AI Voice Optimization: Faster Responses, New Models, and Vision

AI Voice Optimization: Faster Responses, New Models, and Vision

Speed and intelligence are everything in voice AI. We've optimized response times, added TTS caching, introduced new voice models, and enabled vision capabilities during live voice conversations — so your AI agents sound better, respond faster, and see what your callers see.

What's New

  • Voice Speed Optimization: Two rounds of voice latency optimization make AI responses noticeably faster. Your AI agents now respond with near-human speed, keeping conversations natural and callers engaged.

  • TTS Caching: Frequently used text-to-speech phrases are now cached, eliminating synthesis delay on repeat playback. Greetings, hold messages, and common responses play back instantly.

  • Vision on Voice Chat: AI agents can now process images shared during voice conversations. A caller can send a photo of a product, document, or issue, and the AI agent sees and responds to it in real time — no switching to a separate chat channel.

  • Call Screening: New call screening functionality lets your AI agent qualify incoming calls before routing them to your team. Screen for intent, urgency, or specific criteria, and only connect the calls that matter.

  • New Voice Models: Added the latest AI voice models with full voice configuration settings. Your AI agents can use the most natural-sounding voices available, with settings that the agent respects throughout the conversation.

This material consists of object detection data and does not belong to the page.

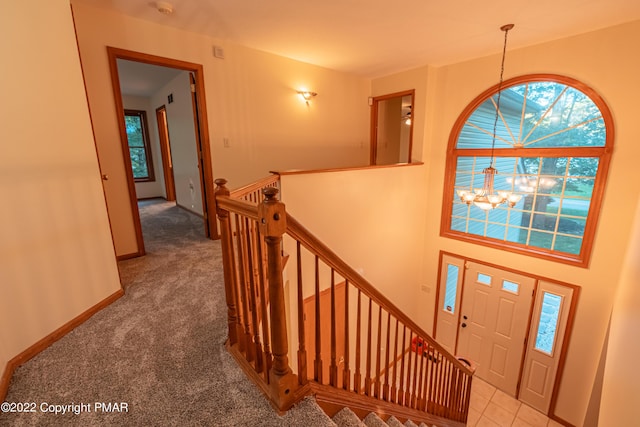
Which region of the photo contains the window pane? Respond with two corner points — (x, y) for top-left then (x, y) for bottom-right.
(124, 110), (154, 181)
(124, 116), (144, 147)
(502, 280), (520, 294)
(476, 273), (491, 286)
(535, 292), (562, 355)
(553, 236), (582, 255)
(129, 147), (149, 178)
(442, 264), (460, 313)
(443, 75), (613, 262)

  • My Voice Setting: A personal voice selection option in the agent voice dropdown lets you assign specific voices to specific agents. Each agent gets its own identity and personality through its voice.

  • AI Call Summaries: Every AI call now generates an automatic summary available as a workflow variable and displayed on the contact's activity timeline. Your team gets instant context without listening to recordings. Summaries are now generated for both inbound and outbound AI calls.

Why This Matters

Speed Wins Conversations: Faster AI responses mean callers stay engaged instead of wondering if the line went dead. The difference between 2 seconds and 0.5 seconds of response time is the difference between a natural conversation and an awkward pause.

Visual AI Conversations: Vision on voice chat opens up entirely new use cases — insurance claims, tech support, product identification — where seeing what the caller sees changes everything.

Instant Context for Your Team: AI call summaries on every contact mean your team never walks into a follow-up call blind. Read the summary, know the situation, and pick up right where the AI left off.